Word document matrix

-__ Word document matrix __ is one of the methods for converting word data into numerical data. ・ This is a numerical value of the frequency of words appearing in documents. In order to execute this word document matrix, the document was divided into words by morphological analysis. -For execution, use __CountVectorizer () __ of scikit-learn. -By default, it is not recognized as a word unless it has two or more characters, but in Japanese there are words that make sense even with one character, so in such a case, "token_pattern ='(? U) \ b" in the above argument Enter "\ w + \ b'".

-For the CountVectorizer () object (CV), you can make an array of the number of occurrences of words by doing __CV.fit_transform ('character string to make a word document matrix') __.

-In the code below, "morpO" in the previous section is converted to a word document matrix, which is further converted to an ndarray array and represented by a DataFrame.

With __ "get_feature_names ()" __, the learned words are stored as an array.

-Code output result (only part) スクリーンショット 2020-10-18 18.39.40.png

Weighted word document matrix

-In the above word document matrix, the frequency of occurrence of universal words such as __ "I" and "desu" inevitably increases. __ At this rate, words that appear only in a specific document are not emphasized, and "characteristics of speech" cannot be properly extracted. -In such a case, use a technique such as __ "Reduce the weight of universal words that appear in any document and increase the weight of words that appear only in a specific document" __ Document matrices are often created, and this is called __ "weighted word document matrix" __. -As the value that determines the weight at this time, __ "TF-IDF" __, which is obtained by multiplying the word appearance frequency (TF) by the value of IDF, is used. -IDF is calculated by the ratio of the total number of documents to the number of documents in which the word appears, and the smaller the number of __ documents that appear, the larger the IDF value. __ That is, the weight (TF-IDF) increases.

-Execution of the weighted word document matrix is performed as follows.
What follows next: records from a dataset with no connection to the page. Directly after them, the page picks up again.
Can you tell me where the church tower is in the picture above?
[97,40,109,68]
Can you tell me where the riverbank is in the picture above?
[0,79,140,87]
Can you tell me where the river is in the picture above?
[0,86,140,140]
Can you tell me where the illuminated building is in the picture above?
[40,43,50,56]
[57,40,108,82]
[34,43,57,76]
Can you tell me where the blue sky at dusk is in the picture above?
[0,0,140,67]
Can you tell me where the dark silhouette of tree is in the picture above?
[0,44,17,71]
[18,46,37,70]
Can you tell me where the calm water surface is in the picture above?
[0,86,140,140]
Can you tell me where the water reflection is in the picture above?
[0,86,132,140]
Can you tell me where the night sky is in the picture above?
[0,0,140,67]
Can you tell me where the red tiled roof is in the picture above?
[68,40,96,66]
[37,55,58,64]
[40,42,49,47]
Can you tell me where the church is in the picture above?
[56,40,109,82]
TfidfVectorizer(use_idf=) -Specify True or False for "use_idf" and specify __ "whether idf is used for weighting" __. -Similar to CountVectorizer (), if you want to treat even one character as a word, specify __ "token_pattern" __.
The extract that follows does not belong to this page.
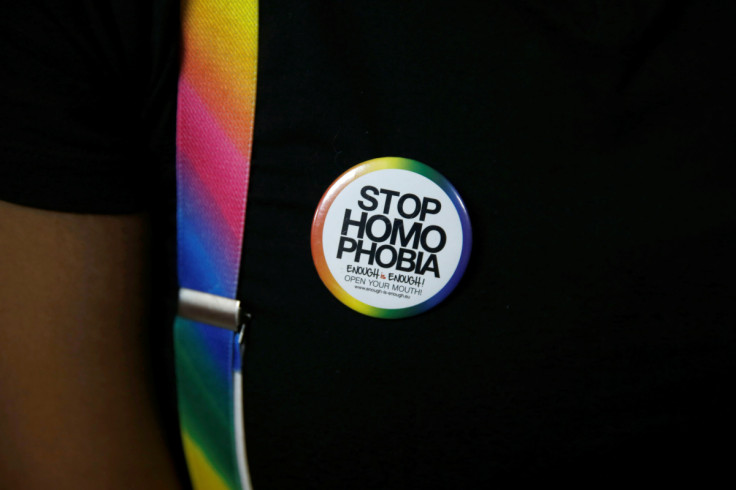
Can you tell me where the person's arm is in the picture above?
[0,202,183,490]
-After that, you can make an array of the number of occurrences of words with __ "fit_transform ()" __ like CountVectorizer ().

Calculate word similarity

・ This time, we will create an unsupervised model __ with the similarity of the appearance of __words as a feature. -There are various methods for calculating the similarity of words, such as cosine similarity, which is the similarity between vectors, but this time, the similarity is calculated by calculating the __correlation coefficient __ between each column. measure. -Use the __DataFrame.corr () __ method to calculate the correlation coefficient. For this reason, the above code converted it to a DataFrame.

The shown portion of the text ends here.